Maureen no quería venir con nosotros, pero la hicimos seguirnos y subir las escaleras y entrar en una pieza lo más parecida a un loft neoyorquino que he visto desde mi llegada al Reino Unido. En Nueva York habría costado una fortuna, lo que quiere decir que habría costado una fortuna y un treinta por ciento más en Londres. Aunque eran las cuatro y media de la madrugada, estaba llena de gente, de la gente que menos me gusta: putos estudiantes de arte. O sea, Jess ya nos lo había advertido, pero aun así me causó como una conmoción. Todos aquellos gorros de lana, y bigotes a los que les faltaba una parte, tatuajes y zapatos de plástico... O sea, soy un tipo liberal, y no quería que Bush bombardeara Irak, y me gusta darle una calada a un porro como a cualquiera, pero esa gente sigue llenándome el corazón de miedo y de repelús, sobre todo porque sé que no les habría gustado mi grupo. Cuando tocábamos en una ciudad universitaria, sabía que íbamos a tenerlo crudo. No les gusta la música de verdad, a esos tipos. No les gustan los Ramones o los Temptations o los 'Mats. Les gustan D. J. Bleepy y sus estúpidos pitidos. O hacen como que son jodidos gángsters, y escuchan hip-hop sobre putas y pistolas.

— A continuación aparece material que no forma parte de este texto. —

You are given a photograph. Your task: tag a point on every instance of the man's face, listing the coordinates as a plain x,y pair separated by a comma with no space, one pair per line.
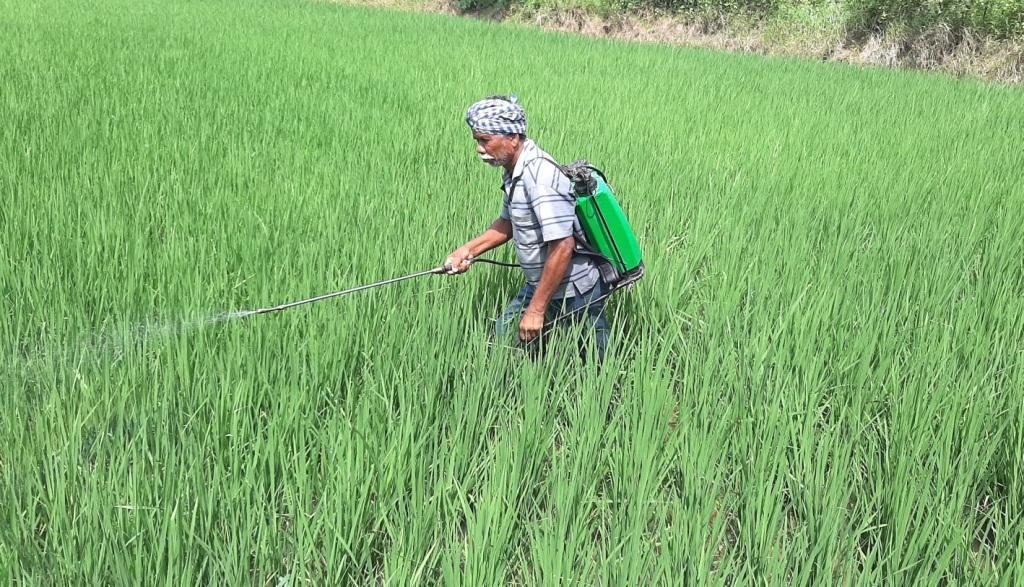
497,150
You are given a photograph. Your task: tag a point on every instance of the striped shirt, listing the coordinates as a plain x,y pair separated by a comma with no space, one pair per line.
542,208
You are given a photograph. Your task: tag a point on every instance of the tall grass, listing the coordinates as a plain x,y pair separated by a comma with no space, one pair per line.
818,382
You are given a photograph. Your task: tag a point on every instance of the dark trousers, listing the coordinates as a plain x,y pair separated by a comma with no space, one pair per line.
586,308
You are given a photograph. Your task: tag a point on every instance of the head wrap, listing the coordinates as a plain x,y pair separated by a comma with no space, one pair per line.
497,115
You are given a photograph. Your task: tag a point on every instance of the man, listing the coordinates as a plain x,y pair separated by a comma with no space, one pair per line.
539,215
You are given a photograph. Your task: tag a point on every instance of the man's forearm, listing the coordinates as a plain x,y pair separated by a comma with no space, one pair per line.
498,234
559,257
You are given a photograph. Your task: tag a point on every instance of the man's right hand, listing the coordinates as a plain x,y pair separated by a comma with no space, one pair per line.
459,261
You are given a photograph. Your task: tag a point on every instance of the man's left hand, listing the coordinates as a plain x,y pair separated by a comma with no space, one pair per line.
530,326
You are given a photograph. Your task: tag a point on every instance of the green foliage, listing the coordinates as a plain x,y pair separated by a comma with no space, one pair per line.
818,382
999,18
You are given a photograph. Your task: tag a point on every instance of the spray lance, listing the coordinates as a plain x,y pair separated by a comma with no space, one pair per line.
434,271
442,269
608,238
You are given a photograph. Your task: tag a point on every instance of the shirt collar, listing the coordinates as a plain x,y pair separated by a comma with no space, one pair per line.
528,154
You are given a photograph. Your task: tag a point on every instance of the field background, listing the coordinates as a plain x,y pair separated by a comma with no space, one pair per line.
819,381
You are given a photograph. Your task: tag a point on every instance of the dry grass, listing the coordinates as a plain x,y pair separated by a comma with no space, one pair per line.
937,49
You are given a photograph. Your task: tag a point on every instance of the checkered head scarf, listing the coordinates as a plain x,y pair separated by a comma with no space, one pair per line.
497,115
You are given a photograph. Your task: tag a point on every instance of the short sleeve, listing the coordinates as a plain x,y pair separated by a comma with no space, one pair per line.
551,198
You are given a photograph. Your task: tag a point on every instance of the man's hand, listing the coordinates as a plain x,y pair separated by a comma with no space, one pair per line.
530,326
459,261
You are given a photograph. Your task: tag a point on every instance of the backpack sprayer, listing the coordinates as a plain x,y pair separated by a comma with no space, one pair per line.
607,237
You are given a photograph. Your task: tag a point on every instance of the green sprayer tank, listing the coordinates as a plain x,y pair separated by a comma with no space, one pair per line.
605,226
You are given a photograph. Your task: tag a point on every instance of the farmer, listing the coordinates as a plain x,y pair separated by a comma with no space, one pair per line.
539,215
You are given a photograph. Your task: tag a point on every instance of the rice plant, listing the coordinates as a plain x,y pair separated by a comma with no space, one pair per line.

Así que estaba de mal humor desde que salimos a buscar a Chas. Temía que tuviera que meterme en alguna pelea, e incluso imaginaba a qué iba a deberse esa pelea: a que defendería a Martin o a Maureen de la guasa de algún gilipollas con perilla, o de alguna mujer con bigote. Pero no hubo tal pelea. Lo curioso del asunto fue que Martin, con su traje y su falso bronceado, y Maureen con su gabardina y sus zapatos de batalla, no casaban nada mal en aquel ambiente. Su aspecto era tan convencional que parecían..., no sé,
del espacio exterior
. Martin y su pelo de la tele podría haber pertenecido perfectamente al grupo Kraftwerk, y Maureen podría haber sido una versión bastante extraña de la Mo Tucker de Velvet Underground. Yo llevaba unos pantalones negros gastados, una chupa de cuero y una vieja camiseta de Gitanes, y me sentía como un puto bicho raro.

Hubo sólo un incidente que hizo que me entraran ganas de romperle las narices a alguien. Martin estaba allí de pie, bebiendo vino del gollete de una botella, y un par de tipos empezaron a mirarle fijamente.

—¡Martin Sharp! ¡De los mismísimos desayunos de la tele! —dijo uno de ellos.

Sentí como un escalofrío. Nunca había salido por ahí con una celebridad, y no se me había ocurrido que entrar en una fiesta con la cara de Martin era como entrar en esa fiesta desnudo: hasta los estudiantes de arte se fijaban en ella. Pero la cosa era más complicada que el que simplemente lo reconocieran.

—¡Ahí va, sí! ¡Qué buen ojo! —dijo su amigo.